Para se proteger, grupos de pessoas arrancavam as placas de madeira compensada que cobriam o gramado do Pacaembu, para erguê-las sobre as cabeças. Os pés ficavam enfiados no lamaçal.

Com atraso, foram cancelados os shows de Barão e Rita. Quase dez da noite, o Spin Doctors entrou no palco, porque a chuva tinha melhorado. Não muito, mas já dava para enxergar o palco.

Banda neo-hippie com um único hit, "Two Princes", os americanos do Spin Doctors tocaram apenas oito músicas. Tempo suficiente para o vocalista escorregar no palco molhado e protagonizar um tombo cinematográfico.
Mais de uma hora depois, provando que a natureza também reverencia os deuses do rock, os Stones abriram o show debaixo de chuva fina.

O som não era exatamente uma maravilha, mas o palco meio psicodélico, as músicas que todos sabiam de cor e a presença ao vivo de Mick Jagger e Keith Richards, nunca antes vistos tão próximos, eram a redenção de quem estava molhado até a alma.

As canções mais novas, do álbum "Voodoo Lounge", eram só bacaninhas, sem empolgar, mas o que dizer de uma banda com tantos sucessos que podia se dar ao luxo de tocar "Satisfaction" logo na sexta música da noite?

No fim, foi lindo, mesmo com a calça jeans molhada pesando uma tonelada e as pernas geladas com cãibras.

Na segunda-feira, o tempo estava bom, mas aí já era repetição, né?
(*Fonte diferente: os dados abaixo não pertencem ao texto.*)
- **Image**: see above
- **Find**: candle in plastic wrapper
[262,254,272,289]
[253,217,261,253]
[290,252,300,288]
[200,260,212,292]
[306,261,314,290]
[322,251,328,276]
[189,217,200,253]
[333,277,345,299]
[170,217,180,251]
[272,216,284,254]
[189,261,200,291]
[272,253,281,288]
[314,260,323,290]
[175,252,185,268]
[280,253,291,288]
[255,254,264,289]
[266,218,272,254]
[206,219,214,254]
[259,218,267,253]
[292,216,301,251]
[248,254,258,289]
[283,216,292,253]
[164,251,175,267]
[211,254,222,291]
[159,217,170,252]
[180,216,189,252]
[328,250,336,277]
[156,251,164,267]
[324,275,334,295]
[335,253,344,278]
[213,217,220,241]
A primeira vez dos Stones a gente nunca esquece.

PELA SEGUNDA VEZ

Em abril de 1998, os Stones voltaram para shows no Rio, na Praça da Apoteose, e em São Paulo, na Pista de Atletismo do Ibirapuera.

O show paulistano teve novidades: as canções recentes, do álbum "Bridges to Babylon", lançado no ano anterior, e as filas quilométricas. O problema estava no funil da entrada. Apenas dois portões pequenos davam passagem para o público, e os ingressos eram cartões magnéticos que insistiam em emperrar nas catracas.

Algumas pessoas passaram mais de três horas nas filas, o que gerou tensão. Afinal, ninguém queria perder o show de abertura, de outra lenda do rock: Bob Dylan.

Valeu a pena. Não tanto pelo show dos Stones. O repertório com músicas novas ficou frouxo e mesmo o desempenho foi burocrático. Jagger e Richards estavam no auge de um dos piores momentos de sua relação. Quem acompanhou a banda nos bastidores conta que eles não se falaram durante a passagem pelo Brasil,

Valeu por duas coisas: os telões, de uma alta definição absurda, inédita no Brasil, e a chance de ver numa mesma noite os Stones e Dylan. Que, vale ressaltar, tiveram um momento único no palco. Dylan entrou no show da banda para cantar junto "Like a Rolling Stone", canção icônica que ele escreveu em 1965 e foi regravada pelos Stones em 1995.

SHOW PARA 1 MILHÃO

A terceira vinda dos Stones foi em janeiro de 2006. só no Rio. Eles incluíram na turnê do álbum "A Bigger Bang" um show gratuito na praia de Copacabana,

A multidão, estimada em 1 milhão de pessoas, se estendeu por mais de um quilômetro na praia, diante do palco armado na frente do hotel Copacabana Palace, onde os Stones se hospedaram em todas as suas visitas à cidade.

O carisma e o repertório compensaram uma apresentação não tão espetacular dos Stones. Mick Jagger parecia um pouco cansado. Mas a grande conquista do público era fazer parte do evento recordista.

O tamanho da plateia deixou sensações distintas entre os presentes. Quem estava perto do palco teve a chance de ver o grupo em ação, o que aumentou bastante a satisfação. Mas boa parte ficou muito longe, atrás de três sucessivas torres de som que se espalhavam pela praia. Quem ficou ali apenas dançava muito, ao som dos hits. Isso gerou uma brincadeira na época. Alguém dizia: "Você foi ver os Stones?". E o outro respondia: "Não, fui só ouvir!".